Le champ des circRNA est encore à un stade précoce, cependant, les CIRCRNA se sont déjà révélés être des molécules étonnantes, impliquées dans de nombreux processus, avec un grand potentiel de biomarqueurs et qui peuvent également changer la façon dont nous comprenons les processus de transcription et de traduction. Pour ces raisons, ils attirent l’attention et le champ circRNA est actuellement l’un des champs de recherche sur l’ARN les plus actifs.

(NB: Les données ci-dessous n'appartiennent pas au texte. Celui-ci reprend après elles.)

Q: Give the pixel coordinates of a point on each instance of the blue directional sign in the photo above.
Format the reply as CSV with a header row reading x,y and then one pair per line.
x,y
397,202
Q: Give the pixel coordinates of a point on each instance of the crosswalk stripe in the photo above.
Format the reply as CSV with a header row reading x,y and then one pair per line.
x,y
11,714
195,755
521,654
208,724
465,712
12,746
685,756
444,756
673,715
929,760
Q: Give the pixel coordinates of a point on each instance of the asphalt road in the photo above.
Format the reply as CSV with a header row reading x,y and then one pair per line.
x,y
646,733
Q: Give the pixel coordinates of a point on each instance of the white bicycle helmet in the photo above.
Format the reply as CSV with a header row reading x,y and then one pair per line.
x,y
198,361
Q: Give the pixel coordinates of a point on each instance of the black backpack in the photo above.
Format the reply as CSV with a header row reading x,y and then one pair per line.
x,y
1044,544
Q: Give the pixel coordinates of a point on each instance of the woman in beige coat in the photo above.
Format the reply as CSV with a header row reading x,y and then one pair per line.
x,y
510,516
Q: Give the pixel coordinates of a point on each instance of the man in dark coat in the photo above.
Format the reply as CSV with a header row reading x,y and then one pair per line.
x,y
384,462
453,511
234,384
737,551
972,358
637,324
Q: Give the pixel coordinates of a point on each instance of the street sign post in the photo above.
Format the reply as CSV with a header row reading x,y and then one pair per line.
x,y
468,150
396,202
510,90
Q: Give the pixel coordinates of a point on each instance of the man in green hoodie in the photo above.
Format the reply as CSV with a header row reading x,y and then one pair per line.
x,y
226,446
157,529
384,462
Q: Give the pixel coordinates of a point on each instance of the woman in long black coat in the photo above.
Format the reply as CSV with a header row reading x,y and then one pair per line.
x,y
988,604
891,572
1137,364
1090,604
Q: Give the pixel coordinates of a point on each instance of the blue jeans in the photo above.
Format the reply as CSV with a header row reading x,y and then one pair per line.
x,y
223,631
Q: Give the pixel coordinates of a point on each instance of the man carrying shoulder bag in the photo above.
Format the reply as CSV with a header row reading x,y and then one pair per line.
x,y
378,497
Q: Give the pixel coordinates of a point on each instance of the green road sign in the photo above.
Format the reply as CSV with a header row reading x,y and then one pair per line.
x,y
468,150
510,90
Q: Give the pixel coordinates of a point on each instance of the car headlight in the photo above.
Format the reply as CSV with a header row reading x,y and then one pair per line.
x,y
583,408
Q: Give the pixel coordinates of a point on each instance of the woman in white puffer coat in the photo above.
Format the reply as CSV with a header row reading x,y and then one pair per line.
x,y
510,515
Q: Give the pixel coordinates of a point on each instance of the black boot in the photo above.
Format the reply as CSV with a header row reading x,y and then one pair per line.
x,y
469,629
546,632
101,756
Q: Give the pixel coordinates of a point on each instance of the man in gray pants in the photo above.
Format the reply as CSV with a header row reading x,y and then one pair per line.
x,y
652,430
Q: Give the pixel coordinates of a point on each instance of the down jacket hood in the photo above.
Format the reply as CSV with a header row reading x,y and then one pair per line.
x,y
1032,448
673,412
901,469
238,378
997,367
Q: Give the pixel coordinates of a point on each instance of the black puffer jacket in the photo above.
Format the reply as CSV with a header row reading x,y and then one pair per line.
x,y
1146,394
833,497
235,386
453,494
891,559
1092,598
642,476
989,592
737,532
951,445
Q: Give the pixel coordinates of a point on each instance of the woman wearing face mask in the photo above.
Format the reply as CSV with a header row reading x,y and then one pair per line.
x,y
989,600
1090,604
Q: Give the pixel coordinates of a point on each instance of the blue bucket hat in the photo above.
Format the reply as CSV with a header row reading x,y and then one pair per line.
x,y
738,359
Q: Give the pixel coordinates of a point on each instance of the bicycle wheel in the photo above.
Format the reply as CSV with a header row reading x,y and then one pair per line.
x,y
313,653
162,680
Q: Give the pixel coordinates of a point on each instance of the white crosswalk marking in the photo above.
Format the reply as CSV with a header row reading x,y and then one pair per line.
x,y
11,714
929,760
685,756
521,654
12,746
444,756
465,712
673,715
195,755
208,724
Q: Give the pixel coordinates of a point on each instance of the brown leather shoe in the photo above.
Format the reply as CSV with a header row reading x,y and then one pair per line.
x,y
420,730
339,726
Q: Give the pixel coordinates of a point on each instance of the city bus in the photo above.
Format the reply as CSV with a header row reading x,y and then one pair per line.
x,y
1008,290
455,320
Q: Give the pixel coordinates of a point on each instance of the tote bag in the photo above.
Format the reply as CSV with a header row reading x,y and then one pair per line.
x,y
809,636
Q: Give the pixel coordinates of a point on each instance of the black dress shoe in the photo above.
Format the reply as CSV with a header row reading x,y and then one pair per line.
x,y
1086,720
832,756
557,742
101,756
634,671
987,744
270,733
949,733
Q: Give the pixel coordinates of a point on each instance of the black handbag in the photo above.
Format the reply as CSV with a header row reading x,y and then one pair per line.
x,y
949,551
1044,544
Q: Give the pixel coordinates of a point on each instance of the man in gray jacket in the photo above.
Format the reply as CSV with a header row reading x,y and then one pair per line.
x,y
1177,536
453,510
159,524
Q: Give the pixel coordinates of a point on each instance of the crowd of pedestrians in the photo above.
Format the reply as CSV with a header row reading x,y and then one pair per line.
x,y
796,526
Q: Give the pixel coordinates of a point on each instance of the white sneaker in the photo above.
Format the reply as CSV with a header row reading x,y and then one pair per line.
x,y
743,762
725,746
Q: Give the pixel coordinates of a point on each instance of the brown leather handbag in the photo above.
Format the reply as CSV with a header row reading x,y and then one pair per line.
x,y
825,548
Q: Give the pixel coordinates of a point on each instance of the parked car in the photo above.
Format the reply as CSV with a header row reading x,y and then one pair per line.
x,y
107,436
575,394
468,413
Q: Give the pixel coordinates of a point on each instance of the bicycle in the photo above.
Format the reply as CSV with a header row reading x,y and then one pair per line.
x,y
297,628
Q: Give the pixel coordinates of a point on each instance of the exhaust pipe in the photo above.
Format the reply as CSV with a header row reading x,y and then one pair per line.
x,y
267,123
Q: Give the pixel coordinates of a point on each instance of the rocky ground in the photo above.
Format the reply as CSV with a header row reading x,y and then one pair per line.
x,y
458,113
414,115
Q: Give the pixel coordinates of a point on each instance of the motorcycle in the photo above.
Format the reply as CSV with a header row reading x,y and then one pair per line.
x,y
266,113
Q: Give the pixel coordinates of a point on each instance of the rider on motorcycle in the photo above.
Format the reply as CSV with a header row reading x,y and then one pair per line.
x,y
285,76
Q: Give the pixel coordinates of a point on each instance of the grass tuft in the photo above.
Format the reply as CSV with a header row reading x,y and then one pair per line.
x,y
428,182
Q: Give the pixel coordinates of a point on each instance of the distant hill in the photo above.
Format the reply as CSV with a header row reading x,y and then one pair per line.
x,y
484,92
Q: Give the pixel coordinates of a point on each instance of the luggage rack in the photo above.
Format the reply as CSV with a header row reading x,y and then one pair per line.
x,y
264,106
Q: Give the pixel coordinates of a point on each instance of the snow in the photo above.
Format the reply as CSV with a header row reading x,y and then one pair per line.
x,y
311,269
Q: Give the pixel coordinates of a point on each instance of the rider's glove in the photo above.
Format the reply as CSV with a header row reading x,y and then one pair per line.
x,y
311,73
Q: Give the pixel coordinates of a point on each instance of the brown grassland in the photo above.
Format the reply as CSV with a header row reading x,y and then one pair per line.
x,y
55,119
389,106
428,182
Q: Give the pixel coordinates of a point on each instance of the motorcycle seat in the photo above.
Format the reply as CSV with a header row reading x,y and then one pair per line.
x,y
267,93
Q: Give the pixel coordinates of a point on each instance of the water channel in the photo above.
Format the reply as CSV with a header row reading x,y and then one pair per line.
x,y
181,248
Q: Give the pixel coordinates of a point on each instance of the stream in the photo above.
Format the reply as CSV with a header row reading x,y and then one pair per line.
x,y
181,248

Cependant, de nombreux conflits, controverses et questions ouvertes (Li, 2019) doivent encore être discutés.

Dans ce rapport, et à la lumière des progrès récents dans le domaine de l’ADN circulaire, nous voulons souligner la transcription à partir d’ADN circulaire extrachromosomique comme l’une des principales sources naturelles de transcriptions linéaires avec des signaux rétroprojecteurs qui pourraient interférer avec les données sur l’ARNC (Møller et al., 2018). Désormais, outre les artefacts techniques, les duplications et les événements de transplantation qui pourraient conduire à des faux positifs dans la détection des circNNA, nous devons également prendre en compte l’existence de ce nouveau type de transcriptions chimériques. Par conséquent, les tests de circularisation et les tests fonctionnels sont plus importants que jamais.

Dans tous les cas, ces transcriptions linéaires chimériques ne doivent pas seulement être considérées comme un simple facteur de confusion pour les études de circRNA. Malgré les implications techniques pour la caractérisation des ARNC, l’existence de ces molécules d’ARN chimériques linéaires semblables à des ARNC provenant d’ECCDNA ajoute un nouveau type de molécule à la liste toujours croissante des ARN et élargit notre vision de la complexité du transcriptome et de sa régulation. De plus, ces molécules d’ARN linéaires issues de l’eccDNA pourraient également présenter des fonctions similaires au circRNA, notamment les fonctions régulatrices ou le potentiel à traduire. Les produits géniques des transcrits de l’adnCEC pourraient potentiellement contribuer au phénotype des cellules et des tissus somatiques, tel que rapporté chez la levure (Gresham et al., 2010; Demeke et coll., 2015). Cependant, dans ce domaine naissant, davantage de données et de recherches sont nécessaires pour commencer à gratter la surface de l’iceberg.

Contributions des auteurs

LI, IP-L, BR et DO ont écrit le document.

Financement

Cette étude a été financée par l’Instituto de Salud Carlos III à travers le projet « PI17/00189 » (cofinancé par le Fonds Européen de Développement Régional / Fonds Social Européen) « Investir dans votre avenir »). IP-L et BR ont été soutenus par le Conseil Danois pour la Recherche indépendante, 6108-00171B et LI a été soutenu par le Ministère de l’Éducation du gouvernement basque.

Conflit d’intérêts

Les auteurs déclarent que la recherche a été menée en l’absence de relations commerciales ou financières pouvant être interprétées comme un conflit d’intérêts potentiel.